MOJOKERTO, Beritalima.com – World Trade Report 2024 menyebutkan bahwa Indonesia menempati tingkat kedua dari 193 negara dengan risiko bencana tertinggi di dunia. Kondisi ini terkait erat dari karakteristik geografis dan biologis yang menjadikannya rentan terhadap bencana.
Selain itu, faktor kerentanan sosial, ekonomi, dan lingkungan, serta kapasitas dalam penanggulangan bencana turut berperan dalam meningkatkan risiko bencana di Indonesia.
Apalagi perubahan iklim global semakin meningkat dari tahun ke tahun, termasuk di Indonesia. Data Badan Meteorologi, Klimatologi, dan Geofisika (BMKG) Indonesia menunjukkan suhu rata-rata tahunan Nasional pada 2024 adalah 27,521 derajat Celcius. Rekor tertinggi sepanjang pengamatan iklim Indonesia.

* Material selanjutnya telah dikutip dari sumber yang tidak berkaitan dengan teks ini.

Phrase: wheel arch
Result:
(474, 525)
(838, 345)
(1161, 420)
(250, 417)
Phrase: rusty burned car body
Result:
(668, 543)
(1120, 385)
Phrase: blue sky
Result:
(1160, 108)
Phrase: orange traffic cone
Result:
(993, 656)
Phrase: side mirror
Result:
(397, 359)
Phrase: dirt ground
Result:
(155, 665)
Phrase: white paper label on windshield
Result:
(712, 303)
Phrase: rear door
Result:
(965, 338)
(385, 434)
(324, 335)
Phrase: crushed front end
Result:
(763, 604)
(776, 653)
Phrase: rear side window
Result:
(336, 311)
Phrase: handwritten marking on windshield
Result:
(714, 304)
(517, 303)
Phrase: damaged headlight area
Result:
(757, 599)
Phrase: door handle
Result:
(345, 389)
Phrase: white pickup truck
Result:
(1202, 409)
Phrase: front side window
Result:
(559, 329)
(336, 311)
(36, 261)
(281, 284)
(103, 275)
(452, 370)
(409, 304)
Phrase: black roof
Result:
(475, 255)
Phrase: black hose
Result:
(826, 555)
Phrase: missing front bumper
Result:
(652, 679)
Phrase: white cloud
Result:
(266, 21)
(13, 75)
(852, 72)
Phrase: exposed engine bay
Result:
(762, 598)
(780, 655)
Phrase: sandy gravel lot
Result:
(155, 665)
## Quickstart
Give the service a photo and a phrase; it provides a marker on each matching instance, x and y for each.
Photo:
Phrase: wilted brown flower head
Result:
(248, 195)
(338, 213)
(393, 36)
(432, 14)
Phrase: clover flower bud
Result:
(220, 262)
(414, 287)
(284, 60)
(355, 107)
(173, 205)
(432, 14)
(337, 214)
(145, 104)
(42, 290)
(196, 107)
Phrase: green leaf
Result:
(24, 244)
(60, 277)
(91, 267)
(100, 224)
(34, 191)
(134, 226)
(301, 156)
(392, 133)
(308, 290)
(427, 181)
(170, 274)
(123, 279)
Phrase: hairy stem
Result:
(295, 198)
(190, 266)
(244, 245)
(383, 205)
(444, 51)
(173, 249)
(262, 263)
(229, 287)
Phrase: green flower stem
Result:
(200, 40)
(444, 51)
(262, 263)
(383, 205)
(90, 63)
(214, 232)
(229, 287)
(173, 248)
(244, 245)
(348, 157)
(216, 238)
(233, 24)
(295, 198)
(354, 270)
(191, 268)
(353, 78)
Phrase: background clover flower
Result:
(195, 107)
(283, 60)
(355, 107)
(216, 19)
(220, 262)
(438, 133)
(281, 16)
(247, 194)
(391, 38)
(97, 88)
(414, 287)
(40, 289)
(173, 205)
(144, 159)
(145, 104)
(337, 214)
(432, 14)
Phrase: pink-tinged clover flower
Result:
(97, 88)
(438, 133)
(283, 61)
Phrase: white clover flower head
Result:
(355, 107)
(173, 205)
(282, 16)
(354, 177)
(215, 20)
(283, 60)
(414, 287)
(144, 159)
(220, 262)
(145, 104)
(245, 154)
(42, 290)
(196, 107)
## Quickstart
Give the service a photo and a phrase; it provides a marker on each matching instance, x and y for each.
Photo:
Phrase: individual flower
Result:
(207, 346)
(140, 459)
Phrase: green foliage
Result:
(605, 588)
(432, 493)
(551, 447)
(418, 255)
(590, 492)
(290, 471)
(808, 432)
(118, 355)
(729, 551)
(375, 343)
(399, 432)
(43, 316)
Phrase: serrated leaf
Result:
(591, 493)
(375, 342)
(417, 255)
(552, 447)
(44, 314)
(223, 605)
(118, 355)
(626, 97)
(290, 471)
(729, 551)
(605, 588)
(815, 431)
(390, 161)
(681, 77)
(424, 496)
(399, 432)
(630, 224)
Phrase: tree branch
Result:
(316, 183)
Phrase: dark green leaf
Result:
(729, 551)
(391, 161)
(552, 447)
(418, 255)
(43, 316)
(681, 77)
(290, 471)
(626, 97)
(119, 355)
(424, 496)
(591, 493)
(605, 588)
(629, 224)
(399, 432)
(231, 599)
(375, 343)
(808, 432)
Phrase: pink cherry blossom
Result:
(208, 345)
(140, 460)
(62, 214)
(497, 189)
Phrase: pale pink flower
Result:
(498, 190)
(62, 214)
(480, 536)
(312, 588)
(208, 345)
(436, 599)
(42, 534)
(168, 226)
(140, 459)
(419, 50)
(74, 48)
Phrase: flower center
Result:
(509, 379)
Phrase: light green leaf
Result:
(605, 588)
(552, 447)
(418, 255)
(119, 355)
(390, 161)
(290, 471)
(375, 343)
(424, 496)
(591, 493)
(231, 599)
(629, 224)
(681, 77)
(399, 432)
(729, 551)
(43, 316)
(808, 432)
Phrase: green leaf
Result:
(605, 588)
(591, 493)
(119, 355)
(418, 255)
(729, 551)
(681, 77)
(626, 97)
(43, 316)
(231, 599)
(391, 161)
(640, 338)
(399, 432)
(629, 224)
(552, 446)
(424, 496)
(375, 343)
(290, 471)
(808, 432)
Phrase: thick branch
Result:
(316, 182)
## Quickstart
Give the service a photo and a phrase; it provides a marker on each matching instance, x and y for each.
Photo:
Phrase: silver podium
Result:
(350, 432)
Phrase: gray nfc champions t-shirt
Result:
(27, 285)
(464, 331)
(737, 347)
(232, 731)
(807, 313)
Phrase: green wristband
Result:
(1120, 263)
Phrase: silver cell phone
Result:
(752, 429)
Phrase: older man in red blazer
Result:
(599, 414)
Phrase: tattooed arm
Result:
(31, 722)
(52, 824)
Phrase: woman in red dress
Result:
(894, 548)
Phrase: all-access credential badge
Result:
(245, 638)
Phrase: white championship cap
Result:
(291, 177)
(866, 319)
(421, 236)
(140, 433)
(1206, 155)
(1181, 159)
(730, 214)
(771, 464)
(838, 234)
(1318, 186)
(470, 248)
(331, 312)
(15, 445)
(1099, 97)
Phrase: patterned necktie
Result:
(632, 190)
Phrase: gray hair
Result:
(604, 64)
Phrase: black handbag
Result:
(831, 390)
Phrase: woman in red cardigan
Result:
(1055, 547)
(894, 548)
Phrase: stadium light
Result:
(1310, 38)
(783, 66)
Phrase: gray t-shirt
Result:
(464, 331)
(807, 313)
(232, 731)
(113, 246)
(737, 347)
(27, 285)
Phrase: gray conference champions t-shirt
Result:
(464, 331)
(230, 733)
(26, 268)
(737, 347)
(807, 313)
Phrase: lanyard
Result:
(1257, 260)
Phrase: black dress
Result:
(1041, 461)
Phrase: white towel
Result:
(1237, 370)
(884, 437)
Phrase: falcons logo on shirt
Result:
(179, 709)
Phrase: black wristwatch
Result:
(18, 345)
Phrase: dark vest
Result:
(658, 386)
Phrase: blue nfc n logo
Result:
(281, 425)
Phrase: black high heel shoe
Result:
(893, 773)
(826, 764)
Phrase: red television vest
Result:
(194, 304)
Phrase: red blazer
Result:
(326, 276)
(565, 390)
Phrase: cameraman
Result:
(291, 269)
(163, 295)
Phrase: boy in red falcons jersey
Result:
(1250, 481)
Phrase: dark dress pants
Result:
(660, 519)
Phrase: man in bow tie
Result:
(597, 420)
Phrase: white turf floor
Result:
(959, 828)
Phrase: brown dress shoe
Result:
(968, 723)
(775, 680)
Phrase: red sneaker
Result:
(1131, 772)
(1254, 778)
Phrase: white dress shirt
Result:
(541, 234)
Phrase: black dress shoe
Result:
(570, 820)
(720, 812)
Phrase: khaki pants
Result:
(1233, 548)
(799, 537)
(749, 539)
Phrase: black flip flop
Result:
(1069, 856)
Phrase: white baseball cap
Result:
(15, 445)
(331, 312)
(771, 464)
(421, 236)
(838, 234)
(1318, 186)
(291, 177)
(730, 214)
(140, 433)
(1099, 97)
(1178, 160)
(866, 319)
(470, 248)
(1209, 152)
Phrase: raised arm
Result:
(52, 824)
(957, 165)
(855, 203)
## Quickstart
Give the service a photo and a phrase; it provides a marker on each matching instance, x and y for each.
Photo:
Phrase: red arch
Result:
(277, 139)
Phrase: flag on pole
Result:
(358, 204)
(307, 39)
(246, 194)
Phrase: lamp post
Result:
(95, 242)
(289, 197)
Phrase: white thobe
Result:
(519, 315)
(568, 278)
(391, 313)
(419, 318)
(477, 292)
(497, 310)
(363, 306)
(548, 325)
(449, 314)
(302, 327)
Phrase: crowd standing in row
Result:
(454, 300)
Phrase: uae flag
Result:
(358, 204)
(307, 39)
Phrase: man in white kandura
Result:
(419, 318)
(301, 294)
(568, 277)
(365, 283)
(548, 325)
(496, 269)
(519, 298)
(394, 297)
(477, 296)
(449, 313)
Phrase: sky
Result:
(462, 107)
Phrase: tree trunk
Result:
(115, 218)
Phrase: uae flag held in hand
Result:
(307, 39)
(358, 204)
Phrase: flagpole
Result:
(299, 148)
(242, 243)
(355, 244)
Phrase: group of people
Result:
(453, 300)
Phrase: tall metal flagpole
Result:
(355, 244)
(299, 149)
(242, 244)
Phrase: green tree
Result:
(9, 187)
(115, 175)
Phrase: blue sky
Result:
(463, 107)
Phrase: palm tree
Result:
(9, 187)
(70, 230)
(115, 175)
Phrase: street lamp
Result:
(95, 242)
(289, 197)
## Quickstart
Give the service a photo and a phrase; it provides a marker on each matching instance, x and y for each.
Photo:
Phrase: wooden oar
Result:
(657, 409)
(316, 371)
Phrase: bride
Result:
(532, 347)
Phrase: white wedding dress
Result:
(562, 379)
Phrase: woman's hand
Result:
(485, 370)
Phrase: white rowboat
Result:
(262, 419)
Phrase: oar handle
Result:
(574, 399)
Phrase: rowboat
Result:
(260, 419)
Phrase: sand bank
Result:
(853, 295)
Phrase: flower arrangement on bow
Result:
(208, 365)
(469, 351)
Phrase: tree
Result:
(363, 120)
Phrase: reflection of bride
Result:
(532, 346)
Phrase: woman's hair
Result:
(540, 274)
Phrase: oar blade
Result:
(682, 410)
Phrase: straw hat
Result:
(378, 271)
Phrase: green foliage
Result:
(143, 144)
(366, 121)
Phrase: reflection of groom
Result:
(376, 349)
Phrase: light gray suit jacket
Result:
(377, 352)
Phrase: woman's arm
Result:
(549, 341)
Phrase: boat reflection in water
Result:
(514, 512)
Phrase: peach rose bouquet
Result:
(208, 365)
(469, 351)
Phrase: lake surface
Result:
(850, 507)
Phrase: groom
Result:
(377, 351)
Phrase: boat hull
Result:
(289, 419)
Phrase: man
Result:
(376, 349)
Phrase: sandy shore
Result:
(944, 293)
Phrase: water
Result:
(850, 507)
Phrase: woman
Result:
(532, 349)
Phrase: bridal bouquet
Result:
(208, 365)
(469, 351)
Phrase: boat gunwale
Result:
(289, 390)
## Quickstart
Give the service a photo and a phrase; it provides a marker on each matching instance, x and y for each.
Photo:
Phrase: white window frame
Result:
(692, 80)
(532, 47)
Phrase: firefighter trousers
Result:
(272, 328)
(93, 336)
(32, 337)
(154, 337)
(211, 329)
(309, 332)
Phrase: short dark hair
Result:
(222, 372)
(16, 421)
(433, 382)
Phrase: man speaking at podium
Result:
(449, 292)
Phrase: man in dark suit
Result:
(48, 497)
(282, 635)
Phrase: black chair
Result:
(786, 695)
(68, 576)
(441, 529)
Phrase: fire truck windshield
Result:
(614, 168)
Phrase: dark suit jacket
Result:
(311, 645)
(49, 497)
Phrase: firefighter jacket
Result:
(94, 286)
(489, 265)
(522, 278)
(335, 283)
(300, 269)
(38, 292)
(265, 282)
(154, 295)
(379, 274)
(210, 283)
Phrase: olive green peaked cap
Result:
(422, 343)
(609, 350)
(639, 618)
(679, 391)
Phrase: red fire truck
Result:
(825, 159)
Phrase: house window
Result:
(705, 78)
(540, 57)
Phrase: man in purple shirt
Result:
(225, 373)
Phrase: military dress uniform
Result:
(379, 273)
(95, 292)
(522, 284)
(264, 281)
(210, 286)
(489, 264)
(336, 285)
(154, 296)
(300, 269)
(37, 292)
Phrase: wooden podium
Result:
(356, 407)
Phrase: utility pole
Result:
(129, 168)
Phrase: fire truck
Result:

Anomali suhu tertinggi global pun mengalami kenaikan pada 2024 yaitu 1,55 derajat Celsius. Suhu ini melebihi angka yang sudah ditetapkan pada Perjanjian Paris di mana para ahli tim menyepakati agar menahan laju anomali suhu di bawah 1,5 derajat Celcius.
Sementara itu, tinggi muka air laut (TML) di Indonesia juga naik rata-rata 4,3 mm/tahun. Laju kenaikan lebih tinggi di beberapa wilayah timur Indonesia seperti perairan Maluku dan Papua.
“Dunia memasuki zona risiko tinggi perubahan iklim global,” ujar Marjuki MSi, Direktur Layanan Informasi Iklim Terapan Kedeputian Bidang Klimatologi BMKG di Pendopo Rumah Rakyat Kota Mojokerto beberapa waktu lalu saat peringatan Bulan Pengurangan Risiko Bencana 2025.
Kondisi ini berdampak besar pada kehidupan manusia, ekosistem, dan ketahanan di tingkat lokal, terutama di negara berkembang. Dinamika cuaca dan iklim seperti bertambahnya frekuensi dan tingkat kekeringan, siklon tropis, hingga krisis air dan ketahanan pangan tak bisa dihindari lagi.
Untuk itu, semua pihak di negara ini perlu memperkuat kerja sama dengan tujuan membangun pemahaman dan ketangguhan bangsa dari tingkat paling dasar yaitu desa. Langkah ini sekaligus meminimalkan kerugian yang ditimbulkan oleh bencana dan hambatan dalam upaya membangun Indonesia.
Destana dan PKD
Badan Penanggulangan Bencana Nasional (BNPB) menginisiasi Program Desa Tangguh Bencana (Destana) yang dijalankan sejak 2012. Program ini didasarkan pada Undang-Undang Nomor 24 Tahun 2007 tentang Penanggulangan Bencana yang mengamanatkan untuk melindungi masyarakat dari ancaman bencana.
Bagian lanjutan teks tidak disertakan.